Hein van Dongen - Henri Bergson

Dagblad Trouw - Dossier 17 december 2014
Filosofie - Vluchtige tijdgeest maakt filosoof Bergson weer in trek
Door Judith Sudhölter - 31-07-2014 © Trouw


Henri Bergson (1859-1941)
filosoof en schrijver
bron: Wikipedia
Als hij college gaf, stroomden de zalen vol. Mensen klommen op ladders om door de hoge ramen een glimp van hem op te vangen. En tijdens een bezoek aan New York veroorzaakte hij een van de allereerste verkeersopstoppingen uit de moderne geschiedenis. Zijn faam was ongekend - honderd jaar geleden werd de Fransman Henri Bergson (1859-1941) gezien als de beroemdste levende filosoof.

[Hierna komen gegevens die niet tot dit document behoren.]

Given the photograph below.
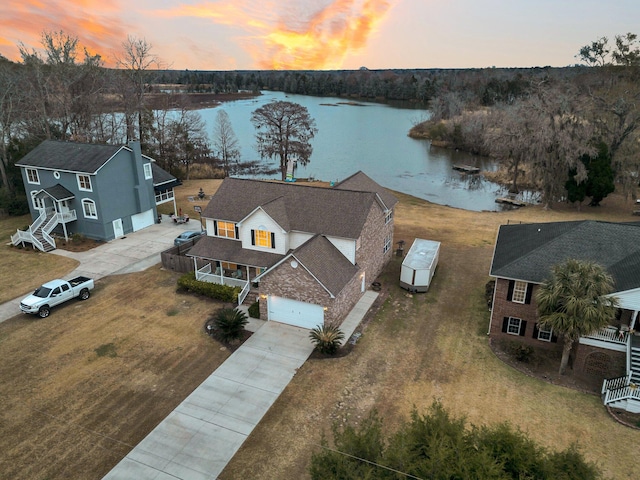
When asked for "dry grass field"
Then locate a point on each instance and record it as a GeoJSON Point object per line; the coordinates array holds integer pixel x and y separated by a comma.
{"type": "Point", "coordinates": [80, 388]}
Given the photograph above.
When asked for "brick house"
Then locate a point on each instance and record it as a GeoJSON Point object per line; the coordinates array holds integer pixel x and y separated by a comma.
{"type": "Point", "coordinates": [99, 191]}
{"type": "Point", "coordinates": [308, 252]}
{"type": "Point", "coordinates": [522, 260]}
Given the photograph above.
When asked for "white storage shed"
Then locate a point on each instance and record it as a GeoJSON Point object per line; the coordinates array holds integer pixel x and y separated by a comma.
{"type": "Point", "coordinates": [419, 265]}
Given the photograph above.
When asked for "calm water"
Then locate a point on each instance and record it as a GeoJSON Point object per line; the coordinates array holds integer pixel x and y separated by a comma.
{"type": "Point", "coordinates": [373, 138]}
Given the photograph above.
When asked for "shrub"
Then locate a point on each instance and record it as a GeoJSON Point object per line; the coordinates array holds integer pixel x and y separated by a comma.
{"type": "Point", "coordinates": [225, 293]}
{"type": "Point", "coordinates": [326, 338]}
{"type": "Point", "coordinates": [227, 324]}
{"type": "Point", "coordinates": [254, 310]}
{"type": "Point", "coordinates": [520, 351]}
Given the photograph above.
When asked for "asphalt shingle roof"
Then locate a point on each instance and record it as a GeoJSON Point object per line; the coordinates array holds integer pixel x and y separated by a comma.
{"type": "Point", "coordinates": [326, 263]}
{"type": "Point", "coordinates": [528, 251]}
{"type": "Point", "coordinates": [361, 182]}
{"type": "Point", "coordinates": [329, 211]}
{"type": "Point", "coordinates": [69, 156]}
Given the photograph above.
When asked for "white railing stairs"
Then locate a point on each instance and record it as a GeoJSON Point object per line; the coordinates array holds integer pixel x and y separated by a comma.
{"type": "Point", "coordinates": [624, 392]}
{"type": "Point", "coordinates": [38, 233]}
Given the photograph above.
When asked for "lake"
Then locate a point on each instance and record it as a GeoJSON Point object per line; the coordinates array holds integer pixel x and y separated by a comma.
{"type": "Point", "coordinates": [372, 137]}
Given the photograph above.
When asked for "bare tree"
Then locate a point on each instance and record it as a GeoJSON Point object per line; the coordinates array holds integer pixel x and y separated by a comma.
{"type": "Point", "coordinates": [135, 60]}
{"type": "Point", "coordinates": [225, 142]}
{"type": "Point", "coordinates": [284, 132]}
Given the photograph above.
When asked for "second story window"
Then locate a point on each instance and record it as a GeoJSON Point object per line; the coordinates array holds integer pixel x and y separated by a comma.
{"type": "Point", "coordinates": [226, 229]}
{"type": "Point", "coordinates": [84, 183]}
{"type": "Point", "coordinates": [519, 292]}
{"type": "Point", "coordinates": [263, 238]}
{"type": "Point", "coordinates": [32, 176]}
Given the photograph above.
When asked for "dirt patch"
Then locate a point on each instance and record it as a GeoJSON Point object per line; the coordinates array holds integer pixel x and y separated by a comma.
{"type": "Point", "coordinates": [81, 388]}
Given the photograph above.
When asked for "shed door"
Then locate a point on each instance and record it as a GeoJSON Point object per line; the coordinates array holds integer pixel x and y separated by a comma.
{"type": "Point", "coordinates": [118, 231]}
{"type": "Point", "coordinates": [142, 220]}
{"type": "Point", "coordinates": [293, 312]}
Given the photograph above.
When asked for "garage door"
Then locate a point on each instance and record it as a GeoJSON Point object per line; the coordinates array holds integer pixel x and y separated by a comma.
{"type": "Point", "coordinates": [292, 312]}
{"type": "Point", "coordinates": [142, 220]}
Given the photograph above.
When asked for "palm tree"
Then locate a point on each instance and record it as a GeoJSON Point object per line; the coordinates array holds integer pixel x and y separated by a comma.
{"type": "Point", "coordinates": [574, 302]}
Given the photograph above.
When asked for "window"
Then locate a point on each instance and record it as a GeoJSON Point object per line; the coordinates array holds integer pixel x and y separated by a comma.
{"type": "Point", "coordinates": [519, 292]}
{"type": "Point", "coordinates": [514, 325]}
{"type": "Point", "coordinates": [544, 334]}
{"type": "Point", "coordinates": [226, 229]}
{"type": "Point", "coordinates": [263, 238]}
{"type": "Point", "coordinates": [38, 203]}
{"type": "Point", "coordinates": [89, 208]}
{"type": "Point", "coordinates": [84, 183]}
{"type": "Point", "coordinates": [148, 173]}
{"type": "Point", "coordinates": [32, 176]}
{"type": "Point", "coordinates": [387, 244]}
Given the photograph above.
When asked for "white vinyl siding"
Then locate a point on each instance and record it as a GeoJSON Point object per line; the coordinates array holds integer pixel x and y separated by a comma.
{"type": "Point", "coordinates": [84, 183]}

 Hij keert zich tegen het dominante mechanistische denken van zijn tijd: niet rationele concepten, maar de ervaring is volgens hem de basis van waaruit we de werkelijkheid kunnen kennen.


 Vraaggesprek met Hein van Dongen, filosoof
Na de Tweede Wereldoorlog raakt Bergsons gedachtengoed in de vergetelheid. Maar nu staat hij weer in de belangstelling. Filosoof Hein van Dongen, die deze maand een Nederlandstalige inleiding op de Franse denker publiceerde, legt uit hoe dat kan.

Wat maakte dat Bergson zo geliefd was in zijn tijd?
"Zijn eerste twee geschriften vallen niet erg op. Er ontstaat belangstelling voor hem als hij een succesvol boekje over lachen schrijft. In diezelfde tijd, rond 1900, wordt hij hoogleraar. Bergson blijkt een uitmuntend spreker: de meest poëtische volzinnen rollen als vanzelf uit zijn mond, dus zijn colleges zijn razend populair. Als de beroemde Engelse psycholoog William James zich opwerpt als ambassadeur van Bergsons denken, verwerft hij ook in de Angelsaksische wereld bekendheid."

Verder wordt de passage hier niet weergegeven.